Сердце его билось, и он знал, что тело его хочет жить. И вдруг крыса, как-то извращенно повернувшись и изогнув голову, впилась сама в себя, точнее, в свой живот. Зубы у нее оказались острыми, точно уже побывали в аду, и сразу же брызнула кровь, кровь крысы конца времен (или после конца, как угодно). Крыса пожирала сама себя. Она была жирная, аппетитная и беспощадная.
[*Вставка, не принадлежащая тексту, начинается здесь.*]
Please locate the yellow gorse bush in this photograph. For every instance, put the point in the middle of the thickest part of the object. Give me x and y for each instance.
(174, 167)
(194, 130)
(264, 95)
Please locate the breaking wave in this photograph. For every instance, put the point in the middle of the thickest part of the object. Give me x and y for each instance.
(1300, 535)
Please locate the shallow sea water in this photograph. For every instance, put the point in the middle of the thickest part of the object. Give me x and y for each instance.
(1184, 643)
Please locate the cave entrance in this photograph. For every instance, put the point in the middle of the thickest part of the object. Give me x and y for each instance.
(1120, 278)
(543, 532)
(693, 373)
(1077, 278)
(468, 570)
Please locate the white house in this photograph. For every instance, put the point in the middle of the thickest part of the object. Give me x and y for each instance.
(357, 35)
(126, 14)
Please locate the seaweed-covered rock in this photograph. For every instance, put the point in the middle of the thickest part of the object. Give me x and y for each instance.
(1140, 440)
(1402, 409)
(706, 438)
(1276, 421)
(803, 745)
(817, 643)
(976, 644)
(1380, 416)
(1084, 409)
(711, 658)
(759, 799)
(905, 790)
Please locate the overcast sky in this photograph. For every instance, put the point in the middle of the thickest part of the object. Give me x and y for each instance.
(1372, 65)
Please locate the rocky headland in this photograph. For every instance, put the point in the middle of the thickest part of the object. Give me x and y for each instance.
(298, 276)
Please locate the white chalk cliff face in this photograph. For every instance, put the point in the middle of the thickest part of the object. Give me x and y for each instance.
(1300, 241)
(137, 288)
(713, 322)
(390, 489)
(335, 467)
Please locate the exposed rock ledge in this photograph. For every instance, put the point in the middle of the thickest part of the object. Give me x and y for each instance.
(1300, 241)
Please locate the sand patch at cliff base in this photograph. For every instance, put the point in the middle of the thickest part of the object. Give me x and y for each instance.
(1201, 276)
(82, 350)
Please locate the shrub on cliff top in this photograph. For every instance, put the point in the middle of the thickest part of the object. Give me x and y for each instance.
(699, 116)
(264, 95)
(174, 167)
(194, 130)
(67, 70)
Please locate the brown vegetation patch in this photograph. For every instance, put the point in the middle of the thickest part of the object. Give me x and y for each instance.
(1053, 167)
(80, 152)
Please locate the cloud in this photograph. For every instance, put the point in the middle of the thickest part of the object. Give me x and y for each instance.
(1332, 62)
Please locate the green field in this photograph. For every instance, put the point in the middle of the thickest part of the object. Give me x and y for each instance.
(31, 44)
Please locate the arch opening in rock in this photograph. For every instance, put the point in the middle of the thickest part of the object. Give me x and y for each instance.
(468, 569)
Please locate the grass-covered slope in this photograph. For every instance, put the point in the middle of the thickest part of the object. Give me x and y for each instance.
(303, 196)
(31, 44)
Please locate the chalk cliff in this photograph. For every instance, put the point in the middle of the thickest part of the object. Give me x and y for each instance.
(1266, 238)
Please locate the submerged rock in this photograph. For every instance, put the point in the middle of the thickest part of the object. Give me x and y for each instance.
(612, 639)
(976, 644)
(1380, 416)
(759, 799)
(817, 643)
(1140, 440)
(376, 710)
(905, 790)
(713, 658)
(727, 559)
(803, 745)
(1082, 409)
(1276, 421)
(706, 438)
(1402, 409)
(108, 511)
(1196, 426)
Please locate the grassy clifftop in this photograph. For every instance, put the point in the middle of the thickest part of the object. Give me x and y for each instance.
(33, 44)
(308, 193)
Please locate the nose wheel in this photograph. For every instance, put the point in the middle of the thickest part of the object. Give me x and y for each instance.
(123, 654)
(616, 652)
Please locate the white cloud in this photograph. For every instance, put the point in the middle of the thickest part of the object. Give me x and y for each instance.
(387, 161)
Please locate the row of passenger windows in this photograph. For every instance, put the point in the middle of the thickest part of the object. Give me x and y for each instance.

Валентин замер в своем кресле. «Нет никаких объяснений, – подумал он. – Этот мир вне любых понятий». Крыса пищала, но жрала. А потом вдруг изогнулась и побежала вон из дома, оставляя кровавый след. Откуда-то выскочившие крысы понеслись за ней. И тут Валентин окончательно оцепенел, он увидел, что в углу комнаты, у окна, сидит на корточках молодая девушка с распущенными длинными волосами и пристально смотрит в направлении убежавшей крысы, на кровь ее и куски тела на полу. Уваров решил, что с него хватит, и закрыл глаза. Но этот уход во мрак продолжался, может быть, несколько секунд.